Walk the end of the Great Ocean Walk and look out for Kangaroos

From Princetown it is a 7-kilometre (4.3-mile) moderate trudge on boardwalk, crushed gravel, steps and rubber tiles. Savour stunning coastal views and look for kangaroos and birdlife. If you're keen to enjoy a longer walk you can take on the entire 104-kilometre (167-mile) Great Ocean Walk.

Check out the shipwrecks

See the historic shipwreck display at the 12 Apostles Visitor Information Centre in Port Campbell including a 1/60th scale model of the Loch Ard as well as its kedging anchor. Explore the entire Shipwreck Coast, which has more than 200 shipwrecks between Port Fairy and Cape Otway. The Historic Shipwreck Trail has 25 signposted sites leading to information plaques that overlook the cliffs where the wrecks occurred.

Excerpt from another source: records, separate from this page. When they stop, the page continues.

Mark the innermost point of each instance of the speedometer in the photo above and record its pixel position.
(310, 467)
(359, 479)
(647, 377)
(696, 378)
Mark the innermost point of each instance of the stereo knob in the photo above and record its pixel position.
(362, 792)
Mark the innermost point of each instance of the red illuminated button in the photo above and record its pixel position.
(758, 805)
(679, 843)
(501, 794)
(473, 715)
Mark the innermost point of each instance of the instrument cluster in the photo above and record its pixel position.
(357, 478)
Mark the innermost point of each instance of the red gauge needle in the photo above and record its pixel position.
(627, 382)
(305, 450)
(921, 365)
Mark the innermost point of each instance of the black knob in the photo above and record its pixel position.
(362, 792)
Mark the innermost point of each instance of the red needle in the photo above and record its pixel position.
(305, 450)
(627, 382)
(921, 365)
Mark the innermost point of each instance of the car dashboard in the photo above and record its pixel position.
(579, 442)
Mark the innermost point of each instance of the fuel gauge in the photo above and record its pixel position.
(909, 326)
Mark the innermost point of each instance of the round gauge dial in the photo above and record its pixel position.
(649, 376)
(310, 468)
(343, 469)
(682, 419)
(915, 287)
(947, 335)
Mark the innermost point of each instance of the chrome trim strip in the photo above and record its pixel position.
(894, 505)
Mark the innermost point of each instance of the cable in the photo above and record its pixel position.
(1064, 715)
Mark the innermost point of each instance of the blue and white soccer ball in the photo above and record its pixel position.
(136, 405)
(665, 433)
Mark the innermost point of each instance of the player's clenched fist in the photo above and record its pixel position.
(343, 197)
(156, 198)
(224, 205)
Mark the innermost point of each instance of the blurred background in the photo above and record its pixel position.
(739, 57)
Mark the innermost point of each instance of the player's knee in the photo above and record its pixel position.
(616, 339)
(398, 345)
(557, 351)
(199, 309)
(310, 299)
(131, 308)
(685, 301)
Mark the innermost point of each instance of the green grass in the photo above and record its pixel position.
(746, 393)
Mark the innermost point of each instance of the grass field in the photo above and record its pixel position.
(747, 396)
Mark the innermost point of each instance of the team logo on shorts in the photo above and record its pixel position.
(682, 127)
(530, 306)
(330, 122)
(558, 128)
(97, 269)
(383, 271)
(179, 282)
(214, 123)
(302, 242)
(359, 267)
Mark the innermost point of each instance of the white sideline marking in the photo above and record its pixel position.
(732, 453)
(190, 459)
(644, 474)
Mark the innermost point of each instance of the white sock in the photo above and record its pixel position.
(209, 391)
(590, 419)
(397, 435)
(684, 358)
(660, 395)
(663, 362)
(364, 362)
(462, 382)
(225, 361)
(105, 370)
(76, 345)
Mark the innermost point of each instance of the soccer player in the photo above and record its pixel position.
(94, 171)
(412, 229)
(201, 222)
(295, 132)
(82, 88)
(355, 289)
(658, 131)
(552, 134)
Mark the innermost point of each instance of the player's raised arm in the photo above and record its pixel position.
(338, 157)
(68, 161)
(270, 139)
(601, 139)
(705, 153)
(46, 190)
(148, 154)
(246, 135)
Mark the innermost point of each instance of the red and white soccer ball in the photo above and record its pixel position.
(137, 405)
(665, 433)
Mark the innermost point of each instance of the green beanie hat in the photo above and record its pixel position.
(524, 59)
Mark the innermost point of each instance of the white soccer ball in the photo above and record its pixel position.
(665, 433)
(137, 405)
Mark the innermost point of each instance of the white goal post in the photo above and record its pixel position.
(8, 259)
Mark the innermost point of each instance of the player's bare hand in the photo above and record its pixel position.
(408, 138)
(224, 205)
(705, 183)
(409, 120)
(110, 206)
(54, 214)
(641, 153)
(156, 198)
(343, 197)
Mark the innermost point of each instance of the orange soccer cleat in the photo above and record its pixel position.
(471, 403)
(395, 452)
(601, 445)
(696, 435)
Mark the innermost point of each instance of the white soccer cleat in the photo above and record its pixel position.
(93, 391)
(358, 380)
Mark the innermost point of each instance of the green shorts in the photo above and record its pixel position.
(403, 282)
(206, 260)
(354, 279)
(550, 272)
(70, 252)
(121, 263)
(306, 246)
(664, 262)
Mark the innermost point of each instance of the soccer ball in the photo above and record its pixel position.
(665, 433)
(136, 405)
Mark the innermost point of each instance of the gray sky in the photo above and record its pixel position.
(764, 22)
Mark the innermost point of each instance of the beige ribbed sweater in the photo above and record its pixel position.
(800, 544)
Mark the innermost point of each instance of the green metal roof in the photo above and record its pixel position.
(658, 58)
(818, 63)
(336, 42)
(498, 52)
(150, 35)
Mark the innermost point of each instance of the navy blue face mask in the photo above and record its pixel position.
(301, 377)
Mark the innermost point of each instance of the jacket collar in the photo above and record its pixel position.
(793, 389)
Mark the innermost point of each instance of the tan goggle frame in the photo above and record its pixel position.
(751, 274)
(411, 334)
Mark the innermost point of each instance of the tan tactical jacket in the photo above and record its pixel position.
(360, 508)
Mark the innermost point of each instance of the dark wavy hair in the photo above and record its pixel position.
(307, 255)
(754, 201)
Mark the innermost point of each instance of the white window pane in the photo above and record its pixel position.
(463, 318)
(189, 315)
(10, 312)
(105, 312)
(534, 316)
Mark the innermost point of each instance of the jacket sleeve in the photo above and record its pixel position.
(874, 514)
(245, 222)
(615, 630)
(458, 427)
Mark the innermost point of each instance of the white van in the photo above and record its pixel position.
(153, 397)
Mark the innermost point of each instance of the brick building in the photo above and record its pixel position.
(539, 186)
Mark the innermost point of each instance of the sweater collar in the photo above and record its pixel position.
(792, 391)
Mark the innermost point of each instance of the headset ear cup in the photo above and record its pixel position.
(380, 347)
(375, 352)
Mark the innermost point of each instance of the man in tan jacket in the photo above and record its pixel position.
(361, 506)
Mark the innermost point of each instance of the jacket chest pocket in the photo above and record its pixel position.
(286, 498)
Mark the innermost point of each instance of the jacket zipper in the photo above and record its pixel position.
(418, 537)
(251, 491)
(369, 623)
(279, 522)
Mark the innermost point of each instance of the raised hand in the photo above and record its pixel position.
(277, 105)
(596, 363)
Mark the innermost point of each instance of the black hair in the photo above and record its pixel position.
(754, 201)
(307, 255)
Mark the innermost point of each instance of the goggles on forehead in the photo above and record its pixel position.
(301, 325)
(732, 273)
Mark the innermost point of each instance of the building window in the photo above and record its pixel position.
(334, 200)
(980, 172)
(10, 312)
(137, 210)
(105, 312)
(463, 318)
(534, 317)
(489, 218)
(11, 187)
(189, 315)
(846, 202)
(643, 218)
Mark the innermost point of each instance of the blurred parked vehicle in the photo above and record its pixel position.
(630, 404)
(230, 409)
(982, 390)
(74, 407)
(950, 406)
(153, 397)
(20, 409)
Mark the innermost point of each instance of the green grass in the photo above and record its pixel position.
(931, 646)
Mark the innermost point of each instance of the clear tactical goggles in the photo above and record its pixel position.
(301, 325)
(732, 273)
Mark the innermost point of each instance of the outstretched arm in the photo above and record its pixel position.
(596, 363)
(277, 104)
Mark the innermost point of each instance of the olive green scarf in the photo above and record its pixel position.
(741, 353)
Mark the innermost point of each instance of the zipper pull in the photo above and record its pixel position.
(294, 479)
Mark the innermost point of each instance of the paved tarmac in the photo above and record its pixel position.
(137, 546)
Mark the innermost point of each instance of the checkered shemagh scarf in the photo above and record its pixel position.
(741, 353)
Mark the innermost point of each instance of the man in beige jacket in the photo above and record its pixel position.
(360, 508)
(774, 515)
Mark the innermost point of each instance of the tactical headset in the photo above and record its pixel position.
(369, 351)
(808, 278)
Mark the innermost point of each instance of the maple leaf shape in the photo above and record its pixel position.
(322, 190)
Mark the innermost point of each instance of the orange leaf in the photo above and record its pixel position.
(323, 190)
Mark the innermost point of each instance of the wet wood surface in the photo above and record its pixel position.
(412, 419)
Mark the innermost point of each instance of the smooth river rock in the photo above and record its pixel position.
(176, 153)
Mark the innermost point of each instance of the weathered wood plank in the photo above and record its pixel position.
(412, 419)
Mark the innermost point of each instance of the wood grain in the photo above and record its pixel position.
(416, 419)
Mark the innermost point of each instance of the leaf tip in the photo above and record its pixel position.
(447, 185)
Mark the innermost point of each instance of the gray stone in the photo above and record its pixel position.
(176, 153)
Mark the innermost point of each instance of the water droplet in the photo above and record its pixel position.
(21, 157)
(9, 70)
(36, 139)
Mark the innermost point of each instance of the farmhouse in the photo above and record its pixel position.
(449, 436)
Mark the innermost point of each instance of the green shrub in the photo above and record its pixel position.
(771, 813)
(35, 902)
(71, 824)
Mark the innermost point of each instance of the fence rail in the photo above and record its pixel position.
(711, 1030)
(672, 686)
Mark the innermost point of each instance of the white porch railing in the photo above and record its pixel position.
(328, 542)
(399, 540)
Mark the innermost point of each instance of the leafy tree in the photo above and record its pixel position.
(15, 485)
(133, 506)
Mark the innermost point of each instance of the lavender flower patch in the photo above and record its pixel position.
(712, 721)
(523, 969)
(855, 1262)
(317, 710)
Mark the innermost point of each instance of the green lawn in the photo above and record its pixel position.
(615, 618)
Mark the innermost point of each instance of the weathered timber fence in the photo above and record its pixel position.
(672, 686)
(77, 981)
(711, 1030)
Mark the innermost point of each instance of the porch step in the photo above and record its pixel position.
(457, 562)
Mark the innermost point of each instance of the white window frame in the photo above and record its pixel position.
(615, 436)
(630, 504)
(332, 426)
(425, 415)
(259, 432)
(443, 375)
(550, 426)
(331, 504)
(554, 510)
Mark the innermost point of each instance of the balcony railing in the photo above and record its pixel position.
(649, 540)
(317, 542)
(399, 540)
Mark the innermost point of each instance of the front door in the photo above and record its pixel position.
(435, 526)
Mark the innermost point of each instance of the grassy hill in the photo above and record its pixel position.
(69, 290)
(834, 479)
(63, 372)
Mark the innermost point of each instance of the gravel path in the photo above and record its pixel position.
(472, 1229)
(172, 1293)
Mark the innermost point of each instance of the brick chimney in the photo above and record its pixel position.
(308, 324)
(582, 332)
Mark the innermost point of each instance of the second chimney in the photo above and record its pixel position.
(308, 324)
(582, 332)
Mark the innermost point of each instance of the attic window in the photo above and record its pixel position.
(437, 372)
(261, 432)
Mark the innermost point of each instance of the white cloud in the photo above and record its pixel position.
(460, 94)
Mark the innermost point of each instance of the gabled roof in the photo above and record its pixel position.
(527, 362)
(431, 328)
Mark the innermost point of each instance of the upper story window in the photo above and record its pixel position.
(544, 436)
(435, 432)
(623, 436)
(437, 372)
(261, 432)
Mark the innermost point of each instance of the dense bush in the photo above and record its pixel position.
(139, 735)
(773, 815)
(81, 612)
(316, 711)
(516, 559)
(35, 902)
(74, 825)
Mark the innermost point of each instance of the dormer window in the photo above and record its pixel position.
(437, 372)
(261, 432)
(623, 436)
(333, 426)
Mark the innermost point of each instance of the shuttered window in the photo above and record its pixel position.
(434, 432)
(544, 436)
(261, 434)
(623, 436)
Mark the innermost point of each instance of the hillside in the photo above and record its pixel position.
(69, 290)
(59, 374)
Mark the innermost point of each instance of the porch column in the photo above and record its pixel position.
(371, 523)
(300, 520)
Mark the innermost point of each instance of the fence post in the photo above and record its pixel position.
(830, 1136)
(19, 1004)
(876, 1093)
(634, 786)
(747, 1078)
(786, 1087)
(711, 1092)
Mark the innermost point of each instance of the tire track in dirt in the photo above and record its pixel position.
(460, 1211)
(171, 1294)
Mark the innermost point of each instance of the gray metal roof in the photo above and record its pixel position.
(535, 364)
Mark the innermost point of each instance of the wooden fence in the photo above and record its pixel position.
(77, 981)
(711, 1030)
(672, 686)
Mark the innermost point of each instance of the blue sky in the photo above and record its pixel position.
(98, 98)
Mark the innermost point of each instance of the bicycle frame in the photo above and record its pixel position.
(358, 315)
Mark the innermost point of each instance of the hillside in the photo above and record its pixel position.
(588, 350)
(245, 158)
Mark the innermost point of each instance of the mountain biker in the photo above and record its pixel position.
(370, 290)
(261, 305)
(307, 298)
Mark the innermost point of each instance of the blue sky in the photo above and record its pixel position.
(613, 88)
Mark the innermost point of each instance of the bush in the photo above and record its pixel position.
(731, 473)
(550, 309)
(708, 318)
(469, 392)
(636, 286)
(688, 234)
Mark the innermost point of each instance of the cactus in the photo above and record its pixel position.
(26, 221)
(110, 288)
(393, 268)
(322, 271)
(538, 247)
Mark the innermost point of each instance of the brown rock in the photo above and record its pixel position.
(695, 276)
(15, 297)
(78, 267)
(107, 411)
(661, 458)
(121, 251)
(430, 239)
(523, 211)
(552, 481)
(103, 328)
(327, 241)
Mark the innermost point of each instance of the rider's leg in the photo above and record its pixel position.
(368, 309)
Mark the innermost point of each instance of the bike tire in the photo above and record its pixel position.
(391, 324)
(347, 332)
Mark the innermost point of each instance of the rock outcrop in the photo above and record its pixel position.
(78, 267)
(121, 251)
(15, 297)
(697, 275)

Kennett River and Koala Walk

Kennett River is home to some of the friendliest koalas around. The small hamlet is located just off Grey River Road, swarming with both colourful birds and snoozing koalas. You can also join in on the bird feeding provided, with colourful parrots, and cackling cockatoos!

Get out on the water

Take a scenic tour with Port Campbell Boat Charters to see the 12 Apostles up close. It's an invigorating, end-of-the-earth feeling to see this coastline when it's being whipped by howling winds and huge seas. fishing as well as snorkelling and diving adventure.